If you want to configure the ISKLM information on the Cloud Pak for Data System, work with the platform administrator to perform
the following steps.
Before you begin
After the ISKLM administrator has created a device group for
Cloud Pak for Data System in the ISKLM server, make sure that you have the
following information:
- The Server certificate in
.pem format from the ISKLM server.
- The device group name created on the ISKLM server.
- The ISKLM IP address and KMIP port value.
To configure the ISKLM information on Cloud Pak for Data System, the platform administrator must perform the following steps:
Procedure
-
Log in to a control node as
apadmin or equivalent.
-
Run the command:
apsedsklm configure --url <protocol://ip address:port> --servercert <server certificate path> --devgrp <device-group>
where
- protocol
- either
tls or http
- ip address
- the SKLM IP address
- port
- the KMIP port of SKLM
- server certificate path
- the downloaded location of the SKLM server certificate in Cloud Pak for Data System
- device-group
- the device group created for this system by the ISKLM administrator
Example:
[apadmin@e1n1]# apsedsklm configure --url tls://9.30.220.247:5696 --devgrp IIAS_GROUP_TEST --servercert /tmp/ssl/server_cert_export.cer
Creating Client Key and Certificate..
Successfully Created Client Key and Certificate.

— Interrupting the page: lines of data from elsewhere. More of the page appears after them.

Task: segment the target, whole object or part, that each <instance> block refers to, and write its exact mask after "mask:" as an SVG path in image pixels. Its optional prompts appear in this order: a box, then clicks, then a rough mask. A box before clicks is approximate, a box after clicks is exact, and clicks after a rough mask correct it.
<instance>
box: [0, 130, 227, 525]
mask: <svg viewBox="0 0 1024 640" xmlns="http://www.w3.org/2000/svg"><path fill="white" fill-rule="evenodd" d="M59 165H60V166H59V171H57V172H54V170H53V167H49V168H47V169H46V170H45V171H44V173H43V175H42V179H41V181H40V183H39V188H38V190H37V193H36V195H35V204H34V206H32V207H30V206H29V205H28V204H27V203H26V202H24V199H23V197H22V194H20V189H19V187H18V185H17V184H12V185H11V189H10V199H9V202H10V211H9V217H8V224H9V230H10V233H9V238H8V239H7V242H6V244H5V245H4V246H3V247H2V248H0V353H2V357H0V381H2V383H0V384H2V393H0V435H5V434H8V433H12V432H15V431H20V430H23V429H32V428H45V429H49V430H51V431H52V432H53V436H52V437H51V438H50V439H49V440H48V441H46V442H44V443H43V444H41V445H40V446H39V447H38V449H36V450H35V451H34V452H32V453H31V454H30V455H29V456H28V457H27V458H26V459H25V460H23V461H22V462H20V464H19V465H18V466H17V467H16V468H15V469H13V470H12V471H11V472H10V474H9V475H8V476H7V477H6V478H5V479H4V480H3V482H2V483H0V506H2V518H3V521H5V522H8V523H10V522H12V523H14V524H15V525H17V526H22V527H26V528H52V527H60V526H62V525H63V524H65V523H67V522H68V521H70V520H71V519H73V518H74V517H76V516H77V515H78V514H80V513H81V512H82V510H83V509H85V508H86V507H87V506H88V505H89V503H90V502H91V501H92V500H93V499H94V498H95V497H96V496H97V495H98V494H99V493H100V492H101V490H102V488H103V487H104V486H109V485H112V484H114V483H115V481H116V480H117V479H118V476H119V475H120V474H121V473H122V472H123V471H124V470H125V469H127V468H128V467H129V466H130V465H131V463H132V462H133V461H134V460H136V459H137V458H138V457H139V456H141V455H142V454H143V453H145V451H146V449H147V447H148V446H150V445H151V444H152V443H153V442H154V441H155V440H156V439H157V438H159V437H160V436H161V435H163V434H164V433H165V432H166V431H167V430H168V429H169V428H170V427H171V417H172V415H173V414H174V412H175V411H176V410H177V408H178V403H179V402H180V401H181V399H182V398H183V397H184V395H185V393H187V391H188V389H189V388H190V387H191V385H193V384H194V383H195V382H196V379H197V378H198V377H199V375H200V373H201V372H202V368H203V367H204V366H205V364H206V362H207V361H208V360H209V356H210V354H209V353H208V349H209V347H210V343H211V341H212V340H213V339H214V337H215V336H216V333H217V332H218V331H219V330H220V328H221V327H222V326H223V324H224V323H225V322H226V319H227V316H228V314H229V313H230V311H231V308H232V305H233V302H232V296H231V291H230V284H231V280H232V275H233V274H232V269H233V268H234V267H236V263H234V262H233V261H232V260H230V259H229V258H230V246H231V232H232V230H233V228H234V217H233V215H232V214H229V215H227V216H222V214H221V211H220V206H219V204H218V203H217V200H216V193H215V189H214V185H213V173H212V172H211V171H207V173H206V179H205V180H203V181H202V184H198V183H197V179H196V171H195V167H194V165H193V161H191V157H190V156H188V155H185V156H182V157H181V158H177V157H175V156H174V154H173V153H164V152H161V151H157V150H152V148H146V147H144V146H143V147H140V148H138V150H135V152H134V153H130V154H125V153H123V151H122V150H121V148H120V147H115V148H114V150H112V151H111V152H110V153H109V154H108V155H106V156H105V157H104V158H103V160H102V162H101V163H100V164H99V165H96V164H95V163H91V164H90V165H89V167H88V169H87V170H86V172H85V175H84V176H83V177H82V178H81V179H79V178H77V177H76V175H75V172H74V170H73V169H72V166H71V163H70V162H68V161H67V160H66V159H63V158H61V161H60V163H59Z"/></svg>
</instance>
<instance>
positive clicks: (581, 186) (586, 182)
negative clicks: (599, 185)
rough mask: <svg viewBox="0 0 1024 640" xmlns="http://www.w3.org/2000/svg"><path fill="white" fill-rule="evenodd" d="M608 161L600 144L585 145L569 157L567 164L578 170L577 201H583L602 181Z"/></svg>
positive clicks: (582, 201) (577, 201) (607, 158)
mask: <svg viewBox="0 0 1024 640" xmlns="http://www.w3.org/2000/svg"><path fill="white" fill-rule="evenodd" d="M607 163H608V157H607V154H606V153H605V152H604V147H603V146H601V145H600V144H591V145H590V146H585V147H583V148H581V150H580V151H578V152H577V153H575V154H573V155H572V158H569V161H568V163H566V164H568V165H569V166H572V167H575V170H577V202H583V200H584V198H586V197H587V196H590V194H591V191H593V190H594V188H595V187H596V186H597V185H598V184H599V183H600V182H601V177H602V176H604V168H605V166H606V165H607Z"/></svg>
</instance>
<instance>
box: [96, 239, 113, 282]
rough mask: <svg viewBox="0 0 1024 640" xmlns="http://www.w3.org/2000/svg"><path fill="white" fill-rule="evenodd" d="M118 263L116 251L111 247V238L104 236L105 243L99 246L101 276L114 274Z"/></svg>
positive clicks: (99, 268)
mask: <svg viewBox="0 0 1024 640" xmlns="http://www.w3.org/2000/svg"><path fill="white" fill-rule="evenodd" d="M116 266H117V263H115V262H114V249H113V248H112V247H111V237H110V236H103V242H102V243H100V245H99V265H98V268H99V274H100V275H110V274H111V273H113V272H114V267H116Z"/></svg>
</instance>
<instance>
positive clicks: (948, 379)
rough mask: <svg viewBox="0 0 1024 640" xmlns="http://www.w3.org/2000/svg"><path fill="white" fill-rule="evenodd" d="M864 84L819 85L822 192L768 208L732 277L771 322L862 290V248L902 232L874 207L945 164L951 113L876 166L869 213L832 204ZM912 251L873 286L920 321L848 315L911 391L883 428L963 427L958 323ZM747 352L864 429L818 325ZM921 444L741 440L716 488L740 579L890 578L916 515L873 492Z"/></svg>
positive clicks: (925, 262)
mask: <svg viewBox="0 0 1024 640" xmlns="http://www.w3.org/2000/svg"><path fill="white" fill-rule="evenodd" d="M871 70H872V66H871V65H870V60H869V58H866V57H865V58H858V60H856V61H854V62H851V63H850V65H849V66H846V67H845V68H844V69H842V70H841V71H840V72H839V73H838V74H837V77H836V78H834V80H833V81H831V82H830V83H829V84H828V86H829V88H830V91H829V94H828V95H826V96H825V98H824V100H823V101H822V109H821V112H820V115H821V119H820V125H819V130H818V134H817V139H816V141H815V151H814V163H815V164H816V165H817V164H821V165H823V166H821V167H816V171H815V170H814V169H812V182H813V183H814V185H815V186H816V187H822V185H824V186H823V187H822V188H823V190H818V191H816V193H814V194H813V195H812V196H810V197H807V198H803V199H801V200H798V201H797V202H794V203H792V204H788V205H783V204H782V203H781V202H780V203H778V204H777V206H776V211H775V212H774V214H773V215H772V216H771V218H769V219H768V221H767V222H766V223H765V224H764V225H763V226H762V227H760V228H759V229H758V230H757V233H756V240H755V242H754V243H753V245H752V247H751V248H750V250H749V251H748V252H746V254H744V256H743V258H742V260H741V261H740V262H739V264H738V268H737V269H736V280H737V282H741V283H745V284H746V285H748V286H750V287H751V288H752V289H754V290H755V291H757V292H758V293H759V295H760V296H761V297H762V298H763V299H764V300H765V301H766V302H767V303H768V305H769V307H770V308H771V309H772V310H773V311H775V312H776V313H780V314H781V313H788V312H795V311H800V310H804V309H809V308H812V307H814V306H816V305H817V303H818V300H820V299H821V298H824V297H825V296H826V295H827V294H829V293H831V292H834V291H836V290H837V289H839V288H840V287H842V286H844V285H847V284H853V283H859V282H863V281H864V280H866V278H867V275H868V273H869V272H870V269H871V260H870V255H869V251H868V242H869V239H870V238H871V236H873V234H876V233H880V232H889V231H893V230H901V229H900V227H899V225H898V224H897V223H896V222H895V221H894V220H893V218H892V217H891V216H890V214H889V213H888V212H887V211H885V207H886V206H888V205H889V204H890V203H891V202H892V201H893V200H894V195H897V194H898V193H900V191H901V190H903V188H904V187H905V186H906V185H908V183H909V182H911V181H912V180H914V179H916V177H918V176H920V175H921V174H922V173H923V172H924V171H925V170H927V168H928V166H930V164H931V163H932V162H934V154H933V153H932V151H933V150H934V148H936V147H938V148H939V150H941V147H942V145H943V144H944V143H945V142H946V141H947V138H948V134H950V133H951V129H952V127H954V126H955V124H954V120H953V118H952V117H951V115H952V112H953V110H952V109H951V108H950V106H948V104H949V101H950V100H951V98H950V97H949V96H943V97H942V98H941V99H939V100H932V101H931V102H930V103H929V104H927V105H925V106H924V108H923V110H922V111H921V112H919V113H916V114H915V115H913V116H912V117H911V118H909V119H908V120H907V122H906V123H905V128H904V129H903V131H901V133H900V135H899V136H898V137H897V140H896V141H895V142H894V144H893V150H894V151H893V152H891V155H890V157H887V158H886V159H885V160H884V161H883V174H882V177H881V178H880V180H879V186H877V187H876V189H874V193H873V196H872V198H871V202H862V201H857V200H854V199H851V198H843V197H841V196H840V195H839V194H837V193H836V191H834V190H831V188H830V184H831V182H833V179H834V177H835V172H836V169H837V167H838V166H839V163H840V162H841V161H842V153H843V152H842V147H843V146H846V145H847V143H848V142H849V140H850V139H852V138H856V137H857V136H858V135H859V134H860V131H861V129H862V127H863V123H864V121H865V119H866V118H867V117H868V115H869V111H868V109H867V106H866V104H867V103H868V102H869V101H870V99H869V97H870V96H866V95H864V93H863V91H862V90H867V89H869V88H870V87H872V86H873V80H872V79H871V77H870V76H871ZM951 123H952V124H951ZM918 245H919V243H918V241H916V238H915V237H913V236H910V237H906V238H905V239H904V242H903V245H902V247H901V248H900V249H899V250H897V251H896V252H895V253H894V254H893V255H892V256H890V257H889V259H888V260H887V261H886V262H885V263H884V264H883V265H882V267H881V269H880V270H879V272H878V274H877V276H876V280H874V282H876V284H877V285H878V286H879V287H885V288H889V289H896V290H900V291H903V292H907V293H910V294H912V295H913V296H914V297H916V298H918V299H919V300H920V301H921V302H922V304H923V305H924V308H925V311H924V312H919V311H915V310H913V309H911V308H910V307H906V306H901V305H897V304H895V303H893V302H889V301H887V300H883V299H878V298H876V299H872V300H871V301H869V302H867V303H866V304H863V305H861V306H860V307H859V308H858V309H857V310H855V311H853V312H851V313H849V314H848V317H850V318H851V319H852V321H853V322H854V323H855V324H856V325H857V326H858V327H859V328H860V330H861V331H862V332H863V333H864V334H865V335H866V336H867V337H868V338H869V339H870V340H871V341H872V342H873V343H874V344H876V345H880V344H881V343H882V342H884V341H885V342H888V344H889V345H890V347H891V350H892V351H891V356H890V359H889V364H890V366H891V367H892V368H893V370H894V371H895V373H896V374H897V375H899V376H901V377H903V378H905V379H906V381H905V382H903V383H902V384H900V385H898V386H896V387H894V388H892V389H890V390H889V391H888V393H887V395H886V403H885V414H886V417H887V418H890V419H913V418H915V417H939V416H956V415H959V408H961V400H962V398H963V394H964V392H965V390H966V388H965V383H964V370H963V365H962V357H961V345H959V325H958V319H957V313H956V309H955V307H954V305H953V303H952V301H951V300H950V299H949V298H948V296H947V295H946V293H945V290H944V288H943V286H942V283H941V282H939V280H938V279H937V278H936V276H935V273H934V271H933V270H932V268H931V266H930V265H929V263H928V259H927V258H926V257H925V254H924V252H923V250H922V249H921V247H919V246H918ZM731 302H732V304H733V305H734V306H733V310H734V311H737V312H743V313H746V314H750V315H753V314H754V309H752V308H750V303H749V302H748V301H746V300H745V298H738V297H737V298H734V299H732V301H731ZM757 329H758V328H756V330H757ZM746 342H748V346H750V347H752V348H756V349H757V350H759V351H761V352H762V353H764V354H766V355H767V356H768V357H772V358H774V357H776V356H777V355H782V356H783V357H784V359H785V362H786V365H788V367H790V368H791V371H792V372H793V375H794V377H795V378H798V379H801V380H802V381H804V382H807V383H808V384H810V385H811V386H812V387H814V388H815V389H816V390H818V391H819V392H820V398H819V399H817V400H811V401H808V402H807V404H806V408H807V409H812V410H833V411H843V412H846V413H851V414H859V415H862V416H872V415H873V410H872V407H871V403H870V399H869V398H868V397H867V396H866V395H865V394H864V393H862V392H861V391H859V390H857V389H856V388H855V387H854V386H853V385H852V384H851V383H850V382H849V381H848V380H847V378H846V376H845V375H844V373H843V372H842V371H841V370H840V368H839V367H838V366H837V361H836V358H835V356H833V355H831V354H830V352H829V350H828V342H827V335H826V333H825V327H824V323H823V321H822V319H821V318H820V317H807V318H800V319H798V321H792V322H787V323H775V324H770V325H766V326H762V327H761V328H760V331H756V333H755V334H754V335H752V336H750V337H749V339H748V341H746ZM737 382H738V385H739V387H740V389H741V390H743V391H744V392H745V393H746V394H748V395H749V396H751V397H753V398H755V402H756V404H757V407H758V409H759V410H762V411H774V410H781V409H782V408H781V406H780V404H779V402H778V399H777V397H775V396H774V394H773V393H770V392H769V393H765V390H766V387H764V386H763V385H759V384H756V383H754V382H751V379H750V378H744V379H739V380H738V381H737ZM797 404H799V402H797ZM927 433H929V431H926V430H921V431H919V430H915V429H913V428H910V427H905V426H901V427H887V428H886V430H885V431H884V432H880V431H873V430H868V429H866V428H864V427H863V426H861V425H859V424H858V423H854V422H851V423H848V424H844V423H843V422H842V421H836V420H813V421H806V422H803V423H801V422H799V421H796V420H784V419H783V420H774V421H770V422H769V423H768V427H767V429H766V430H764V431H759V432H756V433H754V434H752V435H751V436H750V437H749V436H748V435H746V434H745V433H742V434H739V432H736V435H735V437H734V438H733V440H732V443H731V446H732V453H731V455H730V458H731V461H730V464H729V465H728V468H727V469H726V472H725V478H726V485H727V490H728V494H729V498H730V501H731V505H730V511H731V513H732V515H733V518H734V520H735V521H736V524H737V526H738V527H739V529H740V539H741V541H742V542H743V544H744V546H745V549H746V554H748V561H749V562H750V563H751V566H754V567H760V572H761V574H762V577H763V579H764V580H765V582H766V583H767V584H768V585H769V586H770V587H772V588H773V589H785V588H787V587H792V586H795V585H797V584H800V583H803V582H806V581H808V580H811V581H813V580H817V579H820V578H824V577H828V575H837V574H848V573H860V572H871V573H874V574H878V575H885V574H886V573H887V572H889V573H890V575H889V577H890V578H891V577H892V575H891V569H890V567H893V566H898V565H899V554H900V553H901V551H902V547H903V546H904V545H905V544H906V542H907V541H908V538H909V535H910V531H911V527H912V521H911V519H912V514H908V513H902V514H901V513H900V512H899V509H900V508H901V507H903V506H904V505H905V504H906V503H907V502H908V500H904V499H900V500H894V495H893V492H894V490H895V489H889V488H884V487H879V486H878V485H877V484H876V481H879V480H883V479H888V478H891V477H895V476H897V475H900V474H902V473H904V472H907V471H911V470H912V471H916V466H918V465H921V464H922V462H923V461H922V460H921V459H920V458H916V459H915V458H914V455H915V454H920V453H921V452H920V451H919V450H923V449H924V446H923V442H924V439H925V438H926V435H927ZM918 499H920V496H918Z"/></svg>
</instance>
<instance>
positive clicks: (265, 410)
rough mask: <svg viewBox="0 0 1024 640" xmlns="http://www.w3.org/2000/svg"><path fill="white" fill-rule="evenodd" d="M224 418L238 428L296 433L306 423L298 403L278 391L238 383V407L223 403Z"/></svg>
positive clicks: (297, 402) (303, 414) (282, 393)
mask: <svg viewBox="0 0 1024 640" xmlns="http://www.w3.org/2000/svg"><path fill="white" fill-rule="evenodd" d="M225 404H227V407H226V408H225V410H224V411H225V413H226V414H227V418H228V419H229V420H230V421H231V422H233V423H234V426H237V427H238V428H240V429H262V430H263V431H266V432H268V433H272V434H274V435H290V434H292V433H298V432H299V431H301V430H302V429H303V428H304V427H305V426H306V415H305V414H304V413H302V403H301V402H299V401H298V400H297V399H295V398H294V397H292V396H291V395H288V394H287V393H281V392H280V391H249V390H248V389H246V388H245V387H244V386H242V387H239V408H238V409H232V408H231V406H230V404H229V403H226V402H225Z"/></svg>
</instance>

Configuring Client Parameters.
sedsupport.cfg.json File already exists in /var/lib/sedsupport.. Rewriting the Configuration.
Successfully Configured SKLM Client Parameters..
Please find log at /var/log/appliance/platform/sedsupport/apsedsklm_20190303222531.log
-
Once the command runs successfully, it will create a client certificate that needs to be
uploaded into the ISKLM server with the help of ISKLM administrator.
-
After the successful upload to ISKLM, you can delete this file from Cloud Pak for Data System.